Ce bouclier autonome classe les porte-avions indiens parmi les élites mondiales, dépassant la combinaison ESSM/RIM-162 de la classe Nimitz américaine (portée maximale 150 km) en terme de portée brute, et se positionnant au niveau du Charles de Gaulle français tout en étant d’origine entièrement indigène. « Avec une portée de 200 à 300 km, cette variante sera également déployée sur les futurs bâtiments de surface de la Marine indienne, tels que les destroyers, pour protéger les porte-avions », expliquent des sources proches, laissant entendre un effet de cascade sur les frégates Projet 15B+ et le futur porte-avions national (IAC-2).

Calendrier et intégration

Les jalons du développement sont ambitieux : essais du M1 en 2026, du M2 en 2027, et certification navale complète d’ici 2029, avec Bharat Electronics Limited (BEL) en rôle d’intégrateur système. Le coût estimé pour équiper les porte-avions serait compris entre 15 000 et 20 000 crore de roupies (environ 1,8 à 2,4 milliards d’euros), avec un contenu indigène de 75 % via des compensations auprès d’industriels privés tels que Tata et L&T.
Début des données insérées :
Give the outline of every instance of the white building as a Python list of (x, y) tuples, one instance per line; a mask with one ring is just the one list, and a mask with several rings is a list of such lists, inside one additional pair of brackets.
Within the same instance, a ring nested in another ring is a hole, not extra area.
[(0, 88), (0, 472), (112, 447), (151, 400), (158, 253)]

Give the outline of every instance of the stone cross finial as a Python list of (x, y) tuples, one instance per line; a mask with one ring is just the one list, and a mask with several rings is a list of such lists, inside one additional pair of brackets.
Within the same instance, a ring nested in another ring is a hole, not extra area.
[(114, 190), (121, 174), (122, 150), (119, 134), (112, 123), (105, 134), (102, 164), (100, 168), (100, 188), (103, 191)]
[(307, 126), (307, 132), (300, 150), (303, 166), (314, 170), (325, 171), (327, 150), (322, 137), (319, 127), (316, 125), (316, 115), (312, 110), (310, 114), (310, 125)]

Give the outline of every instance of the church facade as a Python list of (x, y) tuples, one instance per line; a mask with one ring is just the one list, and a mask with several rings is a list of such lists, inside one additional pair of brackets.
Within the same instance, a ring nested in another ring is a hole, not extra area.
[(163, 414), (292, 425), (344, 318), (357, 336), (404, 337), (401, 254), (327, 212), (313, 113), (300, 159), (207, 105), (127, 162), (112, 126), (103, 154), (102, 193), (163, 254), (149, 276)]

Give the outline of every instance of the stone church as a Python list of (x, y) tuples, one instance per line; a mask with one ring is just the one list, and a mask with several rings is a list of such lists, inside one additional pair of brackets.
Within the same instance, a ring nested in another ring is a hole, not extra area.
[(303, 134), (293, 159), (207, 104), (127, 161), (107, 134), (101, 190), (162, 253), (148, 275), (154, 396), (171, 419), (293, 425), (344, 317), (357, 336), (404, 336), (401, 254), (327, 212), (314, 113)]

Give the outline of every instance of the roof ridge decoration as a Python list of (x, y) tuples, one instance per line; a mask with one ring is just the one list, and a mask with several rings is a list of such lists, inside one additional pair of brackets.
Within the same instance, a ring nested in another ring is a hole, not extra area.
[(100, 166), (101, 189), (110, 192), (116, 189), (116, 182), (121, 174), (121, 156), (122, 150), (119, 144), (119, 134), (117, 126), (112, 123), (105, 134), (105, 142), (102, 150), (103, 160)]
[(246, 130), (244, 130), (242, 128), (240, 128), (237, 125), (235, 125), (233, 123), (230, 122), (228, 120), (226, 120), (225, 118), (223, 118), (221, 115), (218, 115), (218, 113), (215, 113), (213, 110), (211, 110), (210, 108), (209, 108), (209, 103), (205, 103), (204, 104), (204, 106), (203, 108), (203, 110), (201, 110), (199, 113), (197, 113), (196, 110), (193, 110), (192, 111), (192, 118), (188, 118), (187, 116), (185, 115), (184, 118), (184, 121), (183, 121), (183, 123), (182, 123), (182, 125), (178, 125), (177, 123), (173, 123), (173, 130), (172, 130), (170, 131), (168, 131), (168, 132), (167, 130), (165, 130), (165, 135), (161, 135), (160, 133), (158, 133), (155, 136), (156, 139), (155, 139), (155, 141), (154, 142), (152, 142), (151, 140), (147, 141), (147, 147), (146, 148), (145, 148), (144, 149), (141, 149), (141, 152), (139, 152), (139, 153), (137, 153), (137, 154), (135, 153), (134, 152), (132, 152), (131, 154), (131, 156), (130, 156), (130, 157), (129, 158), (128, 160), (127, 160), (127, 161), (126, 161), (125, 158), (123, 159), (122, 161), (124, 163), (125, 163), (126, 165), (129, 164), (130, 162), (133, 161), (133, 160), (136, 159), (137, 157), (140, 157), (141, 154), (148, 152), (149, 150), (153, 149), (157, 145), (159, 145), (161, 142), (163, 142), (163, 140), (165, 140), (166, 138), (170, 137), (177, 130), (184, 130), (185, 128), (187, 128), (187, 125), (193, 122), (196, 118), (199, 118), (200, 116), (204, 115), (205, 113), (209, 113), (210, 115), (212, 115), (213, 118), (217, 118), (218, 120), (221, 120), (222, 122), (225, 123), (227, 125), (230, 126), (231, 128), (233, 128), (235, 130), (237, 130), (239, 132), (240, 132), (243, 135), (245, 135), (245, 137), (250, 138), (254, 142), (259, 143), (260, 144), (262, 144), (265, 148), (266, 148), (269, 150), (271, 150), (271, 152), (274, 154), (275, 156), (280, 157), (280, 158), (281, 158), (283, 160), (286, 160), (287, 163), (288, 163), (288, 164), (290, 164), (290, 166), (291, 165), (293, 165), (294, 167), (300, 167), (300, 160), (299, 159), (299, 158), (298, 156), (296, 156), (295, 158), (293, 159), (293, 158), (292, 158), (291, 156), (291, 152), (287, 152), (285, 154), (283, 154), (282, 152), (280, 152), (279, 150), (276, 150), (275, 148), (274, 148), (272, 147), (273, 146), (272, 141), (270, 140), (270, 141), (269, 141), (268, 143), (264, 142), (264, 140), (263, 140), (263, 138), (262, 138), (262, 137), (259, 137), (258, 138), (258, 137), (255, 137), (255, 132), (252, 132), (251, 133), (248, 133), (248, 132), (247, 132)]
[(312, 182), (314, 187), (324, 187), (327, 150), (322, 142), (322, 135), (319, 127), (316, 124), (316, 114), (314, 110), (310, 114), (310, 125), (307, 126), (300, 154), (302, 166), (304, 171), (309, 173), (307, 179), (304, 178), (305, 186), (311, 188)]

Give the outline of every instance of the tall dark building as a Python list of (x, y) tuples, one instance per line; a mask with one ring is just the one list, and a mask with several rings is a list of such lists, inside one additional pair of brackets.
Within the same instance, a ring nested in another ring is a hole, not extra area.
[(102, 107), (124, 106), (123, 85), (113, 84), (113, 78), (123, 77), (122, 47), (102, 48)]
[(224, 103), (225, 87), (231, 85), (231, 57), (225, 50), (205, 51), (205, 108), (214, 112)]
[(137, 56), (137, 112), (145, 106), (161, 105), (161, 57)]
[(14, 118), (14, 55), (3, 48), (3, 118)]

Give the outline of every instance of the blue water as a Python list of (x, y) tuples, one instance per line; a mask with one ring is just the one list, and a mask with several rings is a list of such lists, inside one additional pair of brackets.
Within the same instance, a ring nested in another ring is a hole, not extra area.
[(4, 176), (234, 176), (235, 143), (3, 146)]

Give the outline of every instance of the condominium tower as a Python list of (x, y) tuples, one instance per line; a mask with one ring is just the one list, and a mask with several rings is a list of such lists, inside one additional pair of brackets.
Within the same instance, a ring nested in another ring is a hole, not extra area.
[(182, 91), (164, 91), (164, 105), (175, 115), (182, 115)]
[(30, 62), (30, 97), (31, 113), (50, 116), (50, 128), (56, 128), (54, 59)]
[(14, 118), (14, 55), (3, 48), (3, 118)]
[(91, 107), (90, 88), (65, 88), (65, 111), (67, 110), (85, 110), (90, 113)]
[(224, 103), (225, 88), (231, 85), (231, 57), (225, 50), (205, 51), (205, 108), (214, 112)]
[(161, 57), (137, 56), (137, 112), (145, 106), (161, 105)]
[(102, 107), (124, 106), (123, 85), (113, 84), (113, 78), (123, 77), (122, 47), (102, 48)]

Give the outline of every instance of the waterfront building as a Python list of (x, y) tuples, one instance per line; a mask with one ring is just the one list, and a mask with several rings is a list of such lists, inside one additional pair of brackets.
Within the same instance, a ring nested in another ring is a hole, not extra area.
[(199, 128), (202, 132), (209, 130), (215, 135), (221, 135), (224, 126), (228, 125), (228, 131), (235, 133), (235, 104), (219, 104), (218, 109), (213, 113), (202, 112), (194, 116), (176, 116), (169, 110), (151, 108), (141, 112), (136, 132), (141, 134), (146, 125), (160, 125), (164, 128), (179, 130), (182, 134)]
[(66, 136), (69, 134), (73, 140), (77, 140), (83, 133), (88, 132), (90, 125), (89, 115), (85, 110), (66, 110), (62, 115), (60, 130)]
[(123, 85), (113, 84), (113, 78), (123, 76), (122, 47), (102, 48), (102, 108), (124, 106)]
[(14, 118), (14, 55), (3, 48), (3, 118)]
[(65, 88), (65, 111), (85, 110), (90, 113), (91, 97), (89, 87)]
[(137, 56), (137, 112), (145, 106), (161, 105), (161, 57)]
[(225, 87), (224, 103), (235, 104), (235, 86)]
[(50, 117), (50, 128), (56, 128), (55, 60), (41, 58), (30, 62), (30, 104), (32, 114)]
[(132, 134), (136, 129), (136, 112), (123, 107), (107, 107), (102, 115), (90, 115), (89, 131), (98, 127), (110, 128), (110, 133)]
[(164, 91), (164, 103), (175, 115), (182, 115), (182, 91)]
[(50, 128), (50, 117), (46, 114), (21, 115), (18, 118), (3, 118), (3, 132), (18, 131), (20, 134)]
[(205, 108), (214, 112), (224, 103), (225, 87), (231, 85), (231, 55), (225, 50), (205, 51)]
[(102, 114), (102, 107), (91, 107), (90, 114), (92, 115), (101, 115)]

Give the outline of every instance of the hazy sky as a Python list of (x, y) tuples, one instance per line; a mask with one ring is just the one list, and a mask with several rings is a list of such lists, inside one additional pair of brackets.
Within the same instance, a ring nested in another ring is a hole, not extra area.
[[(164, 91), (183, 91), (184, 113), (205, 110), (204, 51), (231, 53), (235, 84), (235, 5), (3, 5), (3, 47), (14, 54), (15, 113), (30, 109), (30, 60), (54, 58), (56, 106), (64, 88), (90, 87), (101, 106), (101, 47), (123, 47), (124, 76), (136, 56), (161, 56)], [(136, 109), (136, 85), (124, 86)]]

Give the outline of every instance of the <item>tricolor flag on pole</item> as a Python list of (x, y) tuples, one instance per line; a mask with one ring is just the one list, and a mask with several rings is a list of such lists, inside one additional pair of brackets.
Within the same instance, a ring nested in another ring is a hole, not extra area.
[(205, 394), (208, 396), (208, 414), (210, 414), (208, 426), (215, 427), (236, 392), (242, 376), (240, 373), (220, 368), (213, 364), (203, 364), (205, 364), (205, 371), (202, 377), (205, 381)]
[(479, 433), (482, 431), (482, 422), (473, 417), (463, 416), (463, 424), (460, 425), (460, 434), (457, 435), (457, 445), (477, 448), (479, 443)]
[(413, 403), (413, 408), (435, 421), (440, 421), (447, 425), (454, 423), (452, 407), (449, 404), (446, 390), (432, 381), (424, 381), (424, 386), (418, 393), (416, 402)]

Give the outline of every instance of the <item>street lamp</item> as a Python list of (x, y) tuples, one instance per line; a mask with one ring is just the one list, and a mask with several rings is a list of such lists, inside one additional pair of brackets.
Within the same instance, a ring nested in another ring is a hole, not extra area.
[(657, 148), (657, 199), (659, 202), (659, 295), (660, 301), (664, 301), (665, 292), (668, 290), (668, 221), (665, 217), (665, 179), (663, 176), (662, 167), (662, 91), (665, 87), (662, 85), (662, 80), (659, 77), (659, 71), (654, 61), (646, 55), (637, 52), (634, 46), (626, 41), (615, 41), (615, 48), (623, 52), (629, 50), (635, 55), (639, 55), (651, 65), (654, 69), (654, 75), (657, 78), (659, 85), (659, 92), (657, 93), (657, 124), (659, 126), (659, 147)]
Cette montée en puissance propulse la doctrine des groupes aéronavals indiens vers les technologies de cinquième génération, leur permettant d’opérer durablement depuis le détroit de Malacca jusqu’à la mer d’Arabie sans surcharge des escorteurs. Dans le cadre des exercices du QUAD et face aux incursions du porte-avions chinois Liaoning, le système ADS M2 devrait dissuader efficacement les incursions en « zone grise » et préserver les lignes de communication maritimes, essentielles pour les 80 % des importations pétrolières de l’Inde.